Uzağı gör ve yakında yaşa… Bir atasözü üzerinden deneme yazısı gerçekleştirmeden önce şunu söylemekte fayda var. Her milletin kendine göre yaşanmışlığı üzerinden bir atasözünün önsözünden gelecek nesillere söylediği sözlerin tesirinde geleceği yaşadığı, gerçeği her daim edebiyatın ve yaşanılan coğrafyanın içerisinde şekillenmiştir. Ve üzerine düşünme sürecini işletme ve birkaç not almayla başlayan süreç, bir yazıya dönüştü.
Uzağı gör ve yakında yaşa…
Geleceği kestirebilmek her coğrafya da mümkün olabilmiş bir durum değil elbette… Her coğrafyanın kendi içinde söylemleri geleceği kestirebilmek kadar cüretkâr bir ifadeye evrilmiş gözükmemekte… Bir umut ve bir gelecek hayali, beynin katmanlarında yer edinir. Fakat gerçekle örtüştüğü gün realite, başını ayaklarına doğru bakmaya yöneltir. Ve dersin ki sağlam basmayı ya da sağlam yürümeyi şiar edinme ile ilk deprem bölgesi olan beynin falanca yapısında yıkıntıyı yaşarsın. Demek elbette karamsarlığa sürüklemesin. Sadece bir realite bu… Ütopyadan uzak…

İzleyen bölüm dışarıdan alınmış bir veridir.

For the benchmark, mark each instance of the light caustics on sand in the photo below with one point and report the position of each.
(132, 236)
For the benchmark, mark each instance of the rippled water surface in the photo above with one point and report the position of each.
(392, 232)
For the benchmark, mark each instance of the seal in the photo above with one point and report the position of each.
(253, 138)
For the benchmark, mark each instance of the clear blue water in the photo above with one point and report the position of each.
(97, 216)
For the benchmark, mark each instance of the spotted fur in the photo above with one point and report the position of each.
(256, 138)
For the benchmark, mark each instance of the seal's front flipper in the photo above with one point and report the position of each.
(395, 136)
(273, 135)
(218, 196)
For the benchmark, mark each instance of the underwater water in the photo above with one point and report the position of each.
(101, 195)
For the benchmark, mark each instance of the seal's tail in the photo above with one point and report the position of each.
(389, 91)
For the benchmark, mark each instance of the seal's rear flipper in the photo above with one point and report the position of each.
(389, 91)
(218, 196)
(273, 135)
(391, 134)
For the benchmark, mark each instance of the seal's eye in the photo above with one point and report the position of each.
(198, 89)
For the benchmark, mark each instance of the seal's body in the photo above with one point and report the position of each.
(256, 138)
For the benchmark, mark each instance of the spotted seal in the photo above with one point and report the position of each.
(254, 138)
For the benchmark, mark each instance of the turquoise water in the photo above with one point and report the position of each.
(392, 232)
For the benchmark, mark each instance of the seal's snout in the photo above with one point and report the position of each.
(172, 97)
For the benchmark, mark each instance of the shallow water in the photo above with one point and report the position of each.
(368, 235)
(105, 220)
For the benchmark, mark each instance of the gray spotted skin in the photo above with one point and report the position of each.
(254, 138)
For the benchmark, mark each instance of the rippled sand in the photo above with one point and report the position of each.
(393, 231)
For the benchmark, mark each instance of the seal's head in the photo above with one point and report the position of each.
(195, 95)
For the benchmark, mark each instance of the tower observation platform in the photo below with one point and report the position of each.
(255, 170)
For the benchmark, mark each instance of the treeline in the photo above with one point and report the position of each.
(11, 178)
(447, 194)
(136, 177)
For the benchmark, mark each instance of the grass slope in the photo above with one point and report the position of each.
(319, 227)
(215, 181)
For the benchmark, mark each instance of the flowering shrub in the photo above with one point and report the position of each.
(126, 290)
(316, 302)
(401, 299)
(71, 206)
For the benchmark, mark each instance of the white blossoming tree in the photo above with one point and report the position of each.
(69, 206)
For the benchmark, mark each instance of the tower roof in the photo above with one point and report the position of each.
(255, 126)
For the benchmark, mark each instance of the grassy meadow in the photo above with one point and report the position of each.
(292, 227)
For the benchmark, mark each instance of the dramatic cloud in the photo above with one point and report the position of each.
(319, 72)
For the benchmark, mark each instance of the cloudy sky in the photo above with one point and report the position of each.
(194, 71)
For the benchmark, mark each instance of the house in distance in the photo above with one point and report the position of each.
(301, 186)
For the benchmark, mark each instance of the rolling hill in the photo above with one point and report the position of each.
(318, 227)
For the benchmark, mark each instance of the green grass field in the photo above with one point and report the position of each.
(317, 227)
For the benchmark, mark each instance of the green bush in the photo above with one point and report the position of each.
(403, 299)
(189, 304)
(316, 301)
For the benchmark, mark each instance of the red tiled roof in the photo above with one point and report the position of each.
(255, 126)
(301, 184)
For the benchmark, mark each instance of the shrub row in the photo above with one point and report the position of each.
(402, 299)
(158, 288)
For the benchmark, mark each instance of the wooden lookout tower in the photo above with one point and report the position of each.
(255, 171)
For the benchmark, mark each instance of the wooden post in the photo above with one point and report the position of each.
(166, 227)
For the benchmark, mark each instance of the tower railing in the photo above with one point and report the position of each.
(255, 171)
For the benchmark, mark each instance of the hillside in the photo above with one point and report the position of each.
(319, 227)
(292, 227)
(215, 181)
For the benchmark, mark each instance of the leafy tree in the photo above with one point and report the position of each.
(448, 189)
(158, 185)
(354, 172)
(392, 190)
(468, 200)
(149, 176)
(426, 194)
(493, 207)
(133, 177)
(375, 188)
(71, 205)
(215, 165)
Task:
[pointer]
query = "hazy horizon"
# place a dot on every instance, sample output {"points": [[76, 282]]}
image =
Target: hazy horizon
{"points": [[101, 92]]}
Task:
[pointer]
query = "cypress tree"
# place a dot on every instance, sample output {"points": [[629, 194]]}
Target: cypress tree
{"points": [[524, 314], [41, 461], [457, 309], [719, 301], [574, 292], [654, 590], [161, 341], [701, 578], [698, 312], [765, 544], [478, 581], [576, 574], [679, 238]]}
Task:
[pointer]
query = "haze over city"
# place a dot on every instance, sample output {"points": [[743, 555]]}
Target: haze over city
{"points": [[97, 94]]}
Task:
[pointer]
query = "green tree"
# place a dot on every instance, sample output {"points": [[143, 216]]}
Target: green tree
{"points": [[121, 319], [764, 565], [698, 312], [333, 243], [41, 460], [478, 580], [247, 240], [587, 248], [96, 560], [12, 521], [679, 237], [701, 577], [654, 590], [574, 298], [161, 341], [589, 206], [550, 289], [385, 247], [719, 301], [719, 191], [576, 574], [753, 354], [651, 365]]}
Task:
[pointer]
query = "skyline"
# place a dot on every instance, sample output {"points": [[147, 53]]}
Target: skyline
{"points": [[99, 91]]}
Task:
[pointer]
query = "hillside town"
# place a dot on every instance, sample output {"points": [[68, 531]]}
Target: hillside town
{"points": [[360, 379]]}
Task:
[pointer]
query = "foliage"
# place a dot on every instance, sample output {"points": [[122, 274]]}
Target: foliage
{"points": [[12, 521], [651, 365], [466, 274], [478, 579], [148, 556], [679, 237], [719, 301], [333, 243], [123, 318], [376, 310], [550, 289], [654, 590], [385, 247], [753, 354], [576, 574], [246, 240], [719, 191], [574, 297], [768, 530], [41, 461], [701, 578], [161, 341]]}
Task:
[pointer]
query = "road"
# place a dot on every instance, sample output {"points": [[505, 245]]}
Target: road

Bu atasözünün masumiyeti sonrasında yer edinen bir ifade ile ütopyanın bütün verilerini ortadan kaldırmış gibi gözükmektedir. Ütopya ifadesi ile hayal kavramının yakından uzağa ilişkisi söz konusu elbette burada… Durumu dramatize etmek için, gerçekleşmesi imkânsız olan ile bir imgelemenin ya da düşlemenin gelecekte yani uzakta karşılığı ne kadar olmalı diye sormak gerekecek mi? Şayet gerekecekse uzağı görmek kadar yakında yaşamak, en azından bulunduğun çağın realitesine bilmeme gafletinden uzaklaştıracaktır.
Hayal kurmanın geleceği şekillendirebilme gerçeği, platonik bir yapının varlığıyla iç içe olma durumu realiteden uzak olduğu kadar realitenin de ta kendisi olduğunu söylememekte yanlış olur. Şöyleki her fırsatta dediğim gibi insan yaratılış olarak hayal kurma programına sahip bir canlı… Yani burada realite otomatik olarak kendi içinde bir tasnife tabi oldu. Bir insanın şahsi realitesi ya da doğanın realitesi gibi… Tabi bu artırılabilir.
Burada şunu da diyebilir miyiz?
Yakında yaşamak şimdiden geleceği bir keşfe tabi tutmak, bir geniş görüşlülük meselesi olsa gerek… Tabi burada bilgi dağarcının işlevsel yönü görgünün kendi içinde evrilişi bir sözün saygıya olan mahiyetini zenginleştirecektir. Yoksa sadece söyledi ve bitti kalıbından başka bir anlam ifade etmeyecektir. Bu da mevzunun üstünde durma gerekliliğini bir önceki cümleden uzaklaştıracaktır.
Uzağı görmek için dürbün kullanımının gerekliliği yani bir optik aletin varlığının, insanın kendi yetişmişliği üzerinden yürüyecek olursak, kişisel gelişim elbette önemli demek; kıymet takdirini artıracaktır. Yoksa konu bir talih meselesi olmaktan öteye geçmeyecek gibi gözükmektedir. Ve şanslıydı; ifadesine mazhar olma durumuna nail olunacak olması da haksızlığın ilk bulgusu olacağını bilip üzülmekle sonuçlanacaktır.
Sonuç olarak; yakında yaşamak ve uzağı görmek için var olmakta ayrı bir değer yargısına sahip… İnsanın var olması ve en büyük realitesinin detayları ve bunu alt başlık şeklinde sıralayacak olursak karşımıza yine umutları ve beklentileri bizi karşılayacak gibi durmakta…
Sonuçta dünya baştan sona bir belgesel… İzle ve gör.
Ve başladığımız yere dönelim… O da şu olsa gerek: ”Uzağı gör ve yakında yaşa.”